Да, произошло это не сразу, однако ж произошло. Миф, можно сказать, абсолютно верен. По себе знаю – вижу, обоняю, чувствую, словно симптомы развития неизлечимой болезни. Все, что рассказывают о горгоне, – чистая правда. Взглянув на нее, я обратился в камень.

Сны Мерлина в чаще МондримаЧарльз де Линт

«Мондрим» – англосаксонское слово, означающее грезы о жизни среди людей.

Я – Мерлин,

Идущий вослед за Лучом.

Альфред Теннисон, из стихотворения «Мерлин и Луч»[75]

(Луч – муза, символ высшего, поэтического воображения).

В самом сердце дома был разбит сад.

В самом сердце сада высилось дерево. В самом сердце дерева жил старик в облике рыжеволосого мальчишки с живыми, озорными глазами, блестящими ярче хвоста лосося в реке.

Владел он таинственной мудростью, много древнее древнего дуба, что приютил его тело. Кровью его был зеленый древесный сок, в волосах росли листья. Зимою он спал. Весной, едва на дубовых ветвях набухали зеленью почки, луна принималась наигрывать песню ветра, подергивая отростки его оленьих рогов. Летом воздух в саду густел от жужжания пчел и ароматов диких цветов, распускавшихся пышным ковром там, где толстый коричневый ствол становился корнями.

По осени же, когда дуб сбрасывал все богатства наземь, в россыпи желудей нередко попадались лесные орехи.

Орехи, хранившие тайны Зеленого человека…


– Маленькой я думала, будто это настоящий лес, – глядя в сад за окном, сказала Сара, сидевшая в изножье кровати, на скомканном пледе, с гитарой на коленях.

Джули Симмс, перегнувшись через резное дерево изголовья, тоже выглянула в сад, окинула взглядом вид, открывавшийся из окна.

– В самом деле, довольно большой, – согласилась она.

Сара кивнула. Глаза ее подернулись мечтательной поволокой.

Шел 1969-й, и они с Джули решили создать фолк-бэнд: Сара на гитаре, Джули на блок-флейте, поют дуэтом. Обеим хотелось изменить мир при помощи музыки – ведь именно это творилось повсюду. В Сан-Франциско. И в Лондоне. И в Ванкувере. А Оттава, спрашивается, чем хуже?

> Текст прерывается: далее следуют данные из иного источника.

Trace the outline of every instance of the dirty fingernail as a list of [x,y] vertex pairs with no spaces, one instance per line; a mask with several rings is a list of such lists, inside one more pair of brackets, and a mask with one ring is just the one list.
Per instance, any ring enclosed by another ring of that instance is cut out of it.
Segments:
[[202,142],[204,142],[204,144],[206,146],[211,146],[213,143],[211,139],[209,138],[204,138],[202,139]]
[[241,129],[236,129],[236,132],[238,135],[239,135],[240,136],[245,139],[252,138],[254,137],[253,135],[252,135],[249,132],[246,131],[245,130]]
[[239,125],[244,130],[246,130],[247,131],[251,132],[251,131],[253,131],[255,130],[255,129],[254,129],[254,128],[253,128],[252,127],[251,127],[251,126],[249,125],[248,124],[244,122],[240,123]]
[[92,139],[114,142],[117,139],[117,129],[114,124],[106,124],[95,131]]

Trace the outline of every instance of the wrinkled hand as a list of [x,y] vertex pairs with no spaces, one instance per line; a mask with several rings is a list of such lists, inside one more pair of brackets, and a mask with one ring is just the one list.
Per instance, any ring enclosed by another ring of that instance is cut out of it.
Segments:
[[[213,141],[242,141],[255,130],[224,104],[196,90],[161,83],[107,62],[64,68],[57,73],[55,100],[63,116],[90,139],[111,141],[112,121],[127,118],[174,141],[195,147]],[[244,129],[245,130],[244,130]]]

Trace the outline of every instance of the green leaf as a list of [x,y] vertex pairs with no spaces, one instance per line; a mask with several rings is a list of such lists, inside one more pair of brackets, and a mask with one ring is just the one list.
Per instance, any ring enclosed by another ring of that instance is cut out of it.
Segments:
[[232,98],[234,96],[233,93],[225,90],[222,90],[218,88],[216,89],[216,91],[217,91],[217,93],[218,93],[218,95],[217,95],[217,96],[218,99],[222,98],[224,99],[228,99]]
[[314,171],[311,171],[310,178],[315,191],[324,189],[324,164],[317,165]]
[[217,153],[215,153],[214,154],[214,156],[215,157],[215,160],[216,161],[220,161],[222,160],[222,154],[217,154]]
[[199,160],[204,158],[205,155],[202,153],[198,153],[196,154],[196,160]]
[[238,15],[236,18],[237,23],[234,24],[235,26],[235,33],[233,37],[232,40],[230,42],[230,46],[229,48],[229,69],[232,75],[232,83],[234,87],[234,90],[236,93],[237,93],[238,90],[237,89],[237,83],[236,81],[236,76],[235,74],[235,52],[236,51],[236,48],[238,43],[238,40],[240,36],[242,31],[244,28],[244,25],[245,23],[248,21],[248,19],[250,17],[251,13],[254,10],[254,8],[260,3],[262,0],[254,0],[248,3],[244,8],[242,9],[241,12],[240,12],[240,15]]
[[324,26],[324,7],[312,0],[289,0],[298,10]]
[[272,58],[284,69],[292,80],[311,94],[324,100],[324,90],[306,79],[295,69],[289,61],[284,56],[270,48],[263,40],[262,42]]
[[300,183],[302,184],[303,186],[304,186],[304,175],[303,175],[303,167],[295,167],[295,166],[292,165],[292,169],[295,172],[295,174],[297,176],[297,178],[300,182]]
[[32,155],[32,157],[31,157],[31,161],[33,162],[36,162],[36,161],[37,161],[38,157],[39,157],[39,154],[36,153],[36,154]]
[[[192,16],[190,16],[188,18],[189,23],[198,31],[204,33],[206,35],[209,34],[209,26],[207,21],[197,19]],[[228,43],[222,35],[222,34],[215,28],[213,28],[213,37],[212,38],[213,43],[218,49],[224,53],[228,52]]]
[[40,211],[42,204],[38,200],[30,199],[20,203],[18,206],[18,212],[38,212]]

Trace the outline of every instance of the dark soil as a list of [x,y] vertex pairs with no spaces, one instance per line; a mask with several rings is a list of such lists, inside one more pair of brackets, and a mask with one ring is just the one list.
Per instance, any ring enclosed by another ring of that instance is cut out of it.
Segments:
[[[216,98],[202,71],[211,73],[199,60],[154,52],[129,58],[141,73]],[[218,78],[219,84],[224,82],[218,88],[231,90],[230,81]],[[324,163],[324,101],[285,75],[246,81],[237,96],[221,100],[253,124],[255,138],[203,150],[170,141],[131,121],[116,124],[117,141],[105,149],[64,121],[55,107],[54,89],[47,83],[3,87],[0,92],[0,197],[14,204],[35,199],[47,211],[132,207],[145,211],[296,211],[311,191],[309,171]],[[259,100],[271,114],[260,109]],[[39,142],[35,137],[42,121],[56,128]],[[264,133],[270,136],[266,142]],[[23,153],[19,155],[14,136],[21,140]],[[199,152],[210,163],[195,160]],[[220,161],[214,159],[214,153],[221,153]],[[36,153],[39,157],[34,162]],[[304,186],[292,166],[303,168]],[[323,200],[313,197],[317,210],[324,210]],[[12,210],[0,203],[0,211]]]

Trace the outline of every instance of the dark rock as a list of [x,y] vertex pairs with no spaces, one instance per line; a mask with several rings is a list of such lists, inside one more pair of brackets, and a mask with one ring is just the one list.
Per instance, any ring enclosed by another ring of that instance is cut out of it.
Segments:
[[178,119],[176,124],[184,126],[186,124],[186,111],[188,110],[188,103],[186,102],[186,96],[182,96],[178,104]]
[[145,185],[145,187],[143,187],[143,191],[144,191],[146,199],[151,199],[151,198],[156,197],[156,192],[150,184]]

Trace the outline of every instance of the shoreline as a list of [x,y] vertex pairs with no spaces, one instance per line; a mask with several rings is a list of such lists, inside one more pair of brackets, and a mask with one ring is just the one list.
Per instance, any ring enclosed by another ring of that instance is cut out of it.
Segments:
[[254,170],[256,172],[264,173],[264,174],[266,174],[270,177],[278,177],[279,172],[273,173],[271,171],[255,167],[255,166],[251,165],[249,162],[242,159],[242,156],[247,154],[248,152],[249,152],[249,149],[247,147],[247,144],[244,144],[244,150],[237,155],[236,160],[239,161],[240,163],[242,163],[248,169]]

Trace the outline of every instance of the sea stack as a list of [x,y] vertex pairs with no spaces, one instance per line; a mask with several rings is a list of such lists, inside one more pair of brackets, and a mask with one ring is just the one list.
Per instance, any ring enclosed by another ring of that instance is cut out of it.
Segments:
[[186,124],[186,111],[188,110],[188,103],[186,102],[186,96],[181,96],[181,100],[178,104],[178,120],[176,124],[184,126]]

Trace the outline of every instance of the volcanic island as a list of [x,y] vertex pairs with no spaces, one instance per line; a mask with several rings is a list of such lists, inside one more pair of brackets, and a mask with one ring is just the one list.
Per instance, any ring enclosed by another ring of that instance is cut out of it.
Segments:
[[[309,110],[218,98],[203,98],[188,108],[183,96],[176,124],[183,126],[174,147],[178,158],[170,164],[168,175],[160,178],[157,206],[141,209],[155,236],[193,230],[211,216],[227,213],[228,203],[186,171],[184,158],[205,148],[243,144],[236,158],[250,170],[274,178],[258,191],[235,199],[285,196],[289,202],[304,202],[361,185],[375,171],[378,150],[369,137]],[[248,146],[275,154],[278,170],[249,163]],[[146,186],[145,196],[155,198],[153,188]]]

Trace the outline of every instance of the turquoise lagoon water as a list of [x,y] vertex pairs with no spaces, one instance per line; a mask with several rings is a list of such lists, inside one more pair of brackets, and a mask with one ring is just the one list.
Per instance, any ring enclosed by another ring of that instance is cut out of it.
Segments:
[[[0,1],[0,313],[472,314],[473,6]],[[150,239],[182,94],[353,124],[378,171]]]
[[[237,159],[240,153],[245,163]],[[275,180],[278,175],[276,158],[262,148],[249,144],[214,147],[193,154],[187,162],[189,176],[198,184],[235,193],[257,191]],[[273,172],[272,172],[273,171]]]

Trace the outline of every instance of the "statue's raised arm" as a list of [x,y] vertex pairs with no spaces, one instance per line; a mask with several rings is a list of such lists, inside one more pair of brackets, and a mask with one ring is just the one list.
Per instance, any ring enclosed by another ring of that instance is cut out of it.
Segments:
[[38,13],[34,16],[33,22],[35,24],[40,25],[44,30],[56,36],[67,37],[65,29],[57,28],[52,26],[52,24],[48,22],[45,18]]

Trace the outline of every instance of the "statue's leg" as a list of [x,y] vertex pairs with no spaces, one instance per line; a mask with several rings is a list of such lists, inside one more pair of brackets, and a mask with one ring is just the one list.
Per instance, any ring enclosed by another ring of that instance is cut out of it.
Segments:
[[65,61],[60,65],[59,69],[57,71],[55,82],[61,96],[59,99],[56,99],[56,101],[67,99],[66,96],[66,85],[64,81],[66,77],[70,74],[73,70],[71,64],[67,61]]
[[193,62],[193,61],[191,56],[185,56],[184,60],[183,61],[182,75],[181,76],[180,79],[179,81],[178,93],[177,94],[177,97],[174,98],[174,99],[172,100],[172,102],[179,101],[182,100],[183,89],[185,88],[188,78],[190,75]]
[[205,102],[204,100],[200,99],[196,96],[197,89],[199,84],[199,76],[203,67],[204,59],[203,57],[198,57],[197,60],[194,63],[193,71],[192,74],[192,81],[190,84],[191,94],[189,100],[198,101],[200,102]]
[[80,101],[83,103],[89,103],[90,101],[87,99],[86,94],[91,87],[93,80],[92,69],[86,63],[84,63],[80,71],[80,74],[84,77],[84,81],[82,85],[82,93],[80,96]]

В линялых джинсах-клеш, в рубахах «узелкового» крашенья, обе выглядели в точности как все прочие семнадцатилетки, тусовавшиеся в центре, у Национального военного мемориала, или толпами осаждавшие кафешки вроде «Le Hibou»[76] с «Le Monde»[77] по выходным. Наряд их довершали длинные волосы (у Сары – каскад темно-русых локонов, у Джули – водопад цвета воронова крыла), бусы и серьги-перышки, а вот от макияжа подруги воздерживались.

– Я часто думала, что он говорит со мной, – продолжила Сара.

– Кто? Сад?

– Ага.

– И что он говорил?

Мечтательный взор Сары исполнился грусти.

– Не помню, – со скорбной улыбкой созналась она.


В странный, необычайно просторный дом дяди Джейми Сара Кенделл переселилась через три года после смерти родителей – ей тогда было девять. С точки зрения взрослого Тамсон-хаус представлял собой колоссальное, чудовищной величины нагромождение коридоров, комнат и башенок, занимавшее целый квартал, для девчонки же девяти лет был попросту самой бесконечностью.

Сара могла часами бродить по его коридорам, шастать по путаному лабиринту комнат, тянувшихся от северо-западной башни возле Банк-стрит, где находилась ее спальня, до самого дядина кабинета, выходившего окнами на О’Коннор-стрит, но чаще всего проводила время в Библиотеке или в саду. Библиотека ей нравилась за то, что была настоящим музеем. Здесь имелись не только стенные книжные стеллажи в два этажа высотой, тянувшиеся к потолку, под самый сводчатый купол, но и дюжины застекленных шкафов, в беспорядке расставленных по полу, и каждый таил в себе несчетное множество изумительных вещей.